I always like to “try out” all my new theories on my guests at the bar.  Got to talk about something.  Might as well throw something at them, see if it connects.

You ever watch Sci-fi movies?  Yeah, sometimes.  What about this?  You know in space movies, the passengers/crew members get in those hibernation caskets?  I don’t know what the official name is called.  They get in there on long travels through space so that when they arrive, they don’t age, not 150 years.  In 1,000 years, we’ll be traveling to other planets, like Mars, but it’ll take, even with all the new technologies, 100 years to get to the destination, because the planets are so far away.  I’ve read even if we’re able to go at light speed, it’ll take a helluva long time to travel thru space to get to a planet like Mars, or even further.  So you get into that “bed” like a mummy, and sleep for 100 years, and when you arrive, you’re not 150 years old, but the same age as when you left.

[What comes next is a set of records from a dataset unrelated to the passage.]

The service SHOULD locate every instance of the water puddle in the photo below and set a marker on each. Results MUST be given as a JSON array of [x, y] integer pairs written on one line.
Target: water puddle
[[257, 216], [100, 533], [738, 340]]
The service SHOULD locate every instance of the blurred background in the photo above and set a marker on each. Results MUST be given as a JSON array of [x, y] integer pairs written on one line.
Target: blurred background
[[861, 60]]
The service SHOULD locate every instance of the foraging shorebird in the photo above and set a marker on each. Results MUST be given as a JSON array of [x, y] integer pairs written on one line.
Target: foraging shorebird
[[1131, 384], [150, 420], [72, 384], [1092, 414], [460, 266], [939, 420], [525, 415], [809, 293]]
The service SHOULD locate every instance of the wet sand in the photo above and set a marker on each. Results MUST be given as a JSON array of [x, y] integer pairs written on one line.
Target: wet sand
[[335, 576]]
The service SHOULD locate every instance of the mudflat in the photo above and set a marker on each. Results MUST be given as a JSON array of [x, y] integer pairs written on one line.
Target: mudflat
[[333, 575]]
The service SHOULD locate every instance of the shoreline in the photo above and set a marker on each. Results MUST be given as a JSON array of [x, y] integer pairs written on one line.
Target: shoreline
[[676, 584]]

Now what happens when you’re in there?  Do you dream?  Perhaps to stave the boredom of 100 years of sleep, you experience a virtual reality.  They hook you up to that, and you live a virtual life for 100 years, before you get to your final destination.  Wouldn’t you rather that, than it be nothingness?  And maybe you can choose your virtual reality experience?  We’re in the year 3,000.  You can choose a reality from the past:  Year 1500 to perhaps hang out with Shakespeare, or maybe 2000, to hang out with a young Britney Spears.  Whatever you want.  The trick would be to NOT KNOW that it is a virtual reality world, because if you knew it was, that might cause you to WAKE UP.  You wake up, like you’d do a bad dream, but in this case, you’d be stuck in space for another 100 years, and obviously, not make it to your destination, because you wouldn’t probably live that old.  Or maybe you’d just get back in, and pick year 2017, to meet Clint Curtis, the forefather and Nostradamus of this future experience.

(See what I did there).

When you die, you wake up in Mars, or wherever your destination, and you live what life that place has to offer.

Now here’s my point, you can probably see where this is going.  What if RIGHT NOW we’re actually in that hibernation, and experiencing 2017. This isn’t actually reality, but a virtual reality we’re experience from the past.  We are experiencing the life of our forefathers.  Again, when we die, we wake up, and we’re actually thousands of years into the future.

I was watching a movie last night, and I loved this beautiful line.  It’s in the future, and one character says to the other character, you’re a bad person.  I’m NOT like you.  And he says,

It doesn’t matter.  You’re here, and I’m here.

So are we actually living a virtual life?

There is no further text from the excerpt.